The role of sector-agnostic, situational experts is growing in private equity

Chris Scott

November 4th, 2022

The role of sector-agnostic, situational experts is growing in private equity

When global private equity group Searchlight Capital wanted to prepare UK insurance broker Global Risk Partners (GRP) for sale, it had an unusual stipulation for the non-executive director that would help guide the process.

Counter intuitively, an insurance hinterland was put aside. Searchlight and GRP instead elevated the domain expertise of data management and the situational experience of a private equity investment cycle.

This is how Mark Hepsworth (current CEO, Alveo Technology) came to arrive at GRP. He was brought on board with the specific goal of helping GRP with digitisation and using data and analytics to help improve organic growth. The business had grown rapidly through acquisition.

In fact, the growth had been seismic. Since its establishment in 2013, GRP had made no less than 42 acquisitions. When Hepsworth joined the board in November 2020, GRP employed 2,000 staff and controlled or influenced over £1.8bn in premiums, making it one of the top independent insurance intermediaries in Britain.

Importance of Data

Hepsworth arrived at a time when the insurance industry, in some cases belatedly, was coming to grips with the challenges and benefits of modern data management – and GRP wanted to be ahead of the game.

“It was an interesting approach,” he told us. “Searchlight felt they had a good management team in place, and they didn’t want to bring in anybody, frankly, who was going to unsettle that team. I thought it was a good decision. What they wanted was somebody who could focus on data and analytics.”

Although it may seem risky to hire an insurance novice, it highlights a trend in private equity to tap into the talents of experts with high-level situational experience for specific projects that add value, often ahead of an exit.

And that’s certainly what Hepsworth found. “First, I wasn’t going to be a distraction in terms of running the business. And second, it meant I had to focus on where I could add value, which was on the data and analytics side. Candidly, he explains, GRP “could have been a manufacturing firm or an airline” and his approach would have been the same.
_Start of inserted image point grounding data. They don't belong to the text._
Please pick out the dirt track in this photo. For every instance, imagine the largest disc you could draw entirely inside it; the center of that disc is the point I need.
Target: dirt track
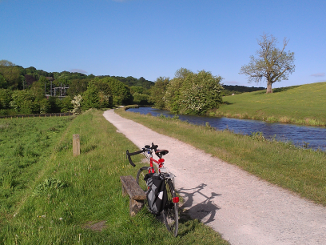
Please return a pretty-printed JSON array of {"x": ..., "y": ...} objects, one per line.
[{"x": 241, "y": 207}]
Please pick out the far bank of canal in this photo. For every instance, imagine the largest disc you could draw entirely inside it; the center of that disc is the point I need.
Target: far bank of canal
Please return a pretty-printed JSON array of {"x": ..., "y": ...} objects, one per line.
[{"x": 302, "y": 136}]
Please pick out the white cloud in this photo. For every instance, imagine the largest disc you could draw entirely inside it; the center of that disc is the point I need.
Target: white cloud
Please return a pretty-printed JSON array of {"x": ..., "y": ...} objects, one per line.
[{"x": 322, "y": 74}]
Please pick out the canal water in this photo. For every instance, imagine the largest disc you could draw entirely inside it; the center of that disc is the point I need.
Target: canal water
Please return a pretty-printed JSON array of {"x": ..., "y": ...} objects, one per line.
[{"x": 301, "y": 136}]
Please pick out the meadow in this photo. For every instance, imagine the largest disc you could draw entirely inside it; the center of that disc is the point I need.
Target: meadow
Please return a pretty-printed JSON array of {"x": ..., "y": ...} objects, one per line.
[
  {"x": 304, "y": 105},
  {"x": 299, "y": 170},
  {"x": 50, "y": 197}
]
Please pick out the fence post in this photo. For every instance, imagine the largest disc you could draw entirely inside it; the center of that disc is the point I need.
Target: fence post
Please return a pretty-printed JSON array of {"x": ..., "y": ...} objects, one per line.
[{"x": 76, "y": 145}]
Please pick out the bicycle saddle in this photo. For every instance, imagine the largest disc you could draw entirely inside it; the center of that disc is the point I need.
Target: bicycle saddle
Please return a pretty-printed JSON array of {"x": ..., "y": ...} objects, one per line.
[{"x": 161, "y": 152}]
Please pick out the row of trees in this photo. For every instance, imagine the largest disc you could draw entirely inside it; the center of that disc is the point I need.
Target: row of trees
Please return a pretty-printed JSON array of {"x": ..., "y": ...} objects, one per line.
[
  {"x": 100, "y": 93},
  {"x": 23, "y": 90},
  {"x": 187, "y": 92}
]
Plus, with its history of inorganic growth, GRP was a highly federated firm that acknowledged its need for a data expert. As the management team, backed by the chief executive, told their new board member: “We’re great at growing inorganically but it’s important that we demonstrate strong organic growth as well. In addition, come Searchlight’s exit it would be important to show an acquirer that GRP had a good understanding of all the data running throughout the business.”

Seismic impact

Acquisitions were a very important part of GRP’s growth strategy but there was a significant additional upside by leveraging better data and analytics to help the business drive stronger retention and cross-selling.

Searchlight was proactive in investing in data and analytics, created a new central team and GRP’s CEO was a strong sponsor behind this initiative.  Hepsworth worked closely with the newly recruited head of Data and Analytics and the GRP senior management team.  The focus was on enabling faster organic growth, specifically by improving the retention of clients, enabling cross-selling, and packaging the data so that it provided value-adding insights to the insurance professionals with their intuitive understanding of the industry.

“We did a lot of work around data governance and data quality, which is the less glamorous part of the story,” Hepsworth recalls. “But if you start churning out bad quality data, you’ve lost the hearts and minds of the business because they know it’s not right. We were highly conscious that would be a consideration from the get-go, particularly because of the federated model of the business.”

Business-friendly data

Once the data team got to grips with the job, it became easier to organise this the significant and growing amounts of data, particularly while GRP continued to make further acquisitions. The team also turned their attention to unstructured data and used AI to efficiently process and categorises large quantities of data to improve operational efficiency and enable the business to more easily bracket insurance risks.

The pressure was on from the start. “It’s very much about showing the business guys quick wins otherwise you will lose them quickly,” he remembers. “One of the most important things is cultural adoption. We can build this stuff quite quickly, but is the business going to adopt it and use the data and analytics that we’re creating? Otherwise, there’s not much point to it.”

Fortunately, the leadership team got the picture quickly. “They look at the data coming out and they can tell whether it looks right,” says Hepsworth. “Then it’s really about rolling out applications that are intuitive, easy to use, and then helping them easily change their workflow and start using those apps.”

During an 18-month hold, alongside significant M&A, organic growth was able to contribute to EBITDA growing from £45m to £90m. Searchlight sold GRP to US broker Brown & Brown in March 2022, one of the giants of the US industry. The American firm is now a major force in the UK and Irish retail insurance industries.